Cardiocondyla is an Old World genus of myrmicine ants, comprising 48 described species, with an estimated total of ~100 species. The common name ‘heart-node ants’ refers to the shape of the post-petiole, which is usually broader than the petiole. Cardiocondyla are small ants (1.5 – 3 mm worker body length), have a three-segmented antennal club, propodeal spines, and a slender, elegant body shape.
Like related Nesomyrmex and Xenomyrmex, Cardiocondyla typically have small colonies of a few dozen to a few hundred workers. The majority of species nests in the soil, while several species of the “C. argentea” clade nest under rocks or in rock-crevices, and species of the C. wroughtonii clade have adopted an arboreal lifestyle, inhabiting ephemeral small nest sites under bark and in hollow twigs. The workers usually forage singly for small food items and fluids, and recruit nestmates by tandem running. Due to their potent venom, they are ignored by most larger ant species such as Pheidole and Solenopsis.
Several Cardiocondyla species are found in warm climates around the globe, and can be kept easily in the lab. These species represent both clades within the genus, which are characterized by the morphology of the mandibles of the wingless males (see phylogenetic tree below). Cardiocondyla is pre-adapted to a tramp lifestyle because of intranidal mating of wingless males with closely related females, thus allowing formation of new populations from tiny propagules.
Significance for evolutionary biology
Cardiocondyla ants are characterized by a wide range of evolutionary innovations, such as winglessness, mandibular weaponry and execution signals among males. Wingless males facilitate mating between close kin and have accelerated the evolution of the genus. Cardiocondyla females display an equally fascinating diversity of traits, ranging from independent evolution of monogyny from the ancestral polygynous state in two lineages to oedipal (mother-son) mating in at least two species, genetic caste differentiation in one species, variation in mating frequency across the genus, you name it.

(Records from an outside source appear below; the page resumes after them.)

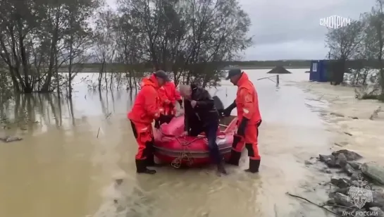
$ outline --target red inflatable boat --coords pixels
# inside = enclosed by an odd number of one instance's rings
[[[233,135],[236,130],[237,118],[228,118],[218,130],[217,144],[225,159],[229,158]],[[196,166],[210,163],[208,141],[204,133],[194,137],[180,136],[184,132],[184,116],[176,117],[168,123],[154,129],[155,156],[163,163],[171,163],[175,168],[182,166]]]

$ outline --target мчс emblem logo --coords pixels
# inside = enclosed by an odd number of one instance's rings
[[[368,182],[364,180],[361,175],[359,175],[357,180],[352,182],[352,185],[348,192],[348,201],[349,202],[353,203],[356,207],[361,209],[366,203],[373,202],[371,187],[368,185]]]

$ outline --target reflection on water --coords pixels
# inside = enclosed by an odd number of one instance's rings
[[[267,70],[249,71],[264,119],[257,175],[242,171],[244,154],[240,168],[228,166],[230,174],[223,178],[211,168],[165,167],[154,176],[137,175],[136,144],[126,120],[135,92],[89,92],[78,85],[72,100],[16,96],[0,111],[15,120],[0,136],[24,139],[0,144],[0,216],[298,216],[299,210],[323,216],[285,194],[321,180],[303,162],[328,148],[321,121],[305,105],[307,95],[287,85],[306,79],[304,70],[280,75],[278,88],[257,81]],[[222,85],[211,93],[229,105],[236,87]],[[124,182],[115,186],[112,178],[121,171]]]

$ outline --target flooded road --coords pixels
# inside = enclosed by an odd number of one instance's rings
[[[327,152],[330,144],[318,114],[308,107],[308,94],[290,85],[307,80],[305,70],[280,75],[278,87],[257,80],[270,75],[268,70],[247,72],[263,118],[261,172],[256,175],[242,171],[248,166],[243,154],[240,168],[228,166],[226,177],[217,177],[213,168],[171,166],[155,175],[137,175],[137,145],[126,119],[134,93],[89,92],[79,82],[72,101],[20,96],[1,111],[19,121],[0,136],[24,140],[0,143],[0,216],[324,216],[322,210],[285,195],[310,191],[311,184],[323,180],[304,162]],[[80,76],[85,75],[77,79]],[[237,89],[226,81],[222,85],[211,93],[227,106]],[[116,177],[124,177],[121,185],[115,186]]]

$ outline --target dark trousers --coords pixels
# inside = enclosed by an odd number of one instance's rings
[[[209,123],[204,128],[204,132],[208,140],[208,149],[209,156],[214,163],[219,163],[223,160],[223,157],[218,150],[216,143],[217,130],[218,128],[218,121],[214,121]]]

The biology of one species in particular has been studied extensively. It has the smallest genome of any ant known so far (~190MB), and serves as model for e.g. the study of aging (Oettler and Schrempf 2016; Harrison et al. 2021; Jaimes-Nino et al. 2022), adaptation (Schrader et al. 2014; 2021; Errbii et al. 2021), developmental plasticity (Schrader et al. 2015; Klein et al. 2016b; Schrader et al. 2017; Oettler et al. 2019), and immunity (Ugelvig et al. 2010; Schrempf et al. 2015; Wyschetzki et al. 2016, Leponiemi et al. 2021). The ant hosts an enigmatic endosymbiont, Candidatus Westeberhardia cardiocondylae (Klein et al. 2016a, Jackson et al. 2020), which also has a tiny genome (~533kb, 372 protein-coding genes). The ancestral Old World lineage of C. obscurior carries a manipulative Wolbachia strain, which is replaced in the New World by a second, docile Wolbachia strain (Ün et al. 2021, 2022). A 3D atlas of the worker brain is available (Bressan et al. 2014), and it is a good model to study worker task performance and maturation at the behavioral and molecular level (Oettler et al. 2015).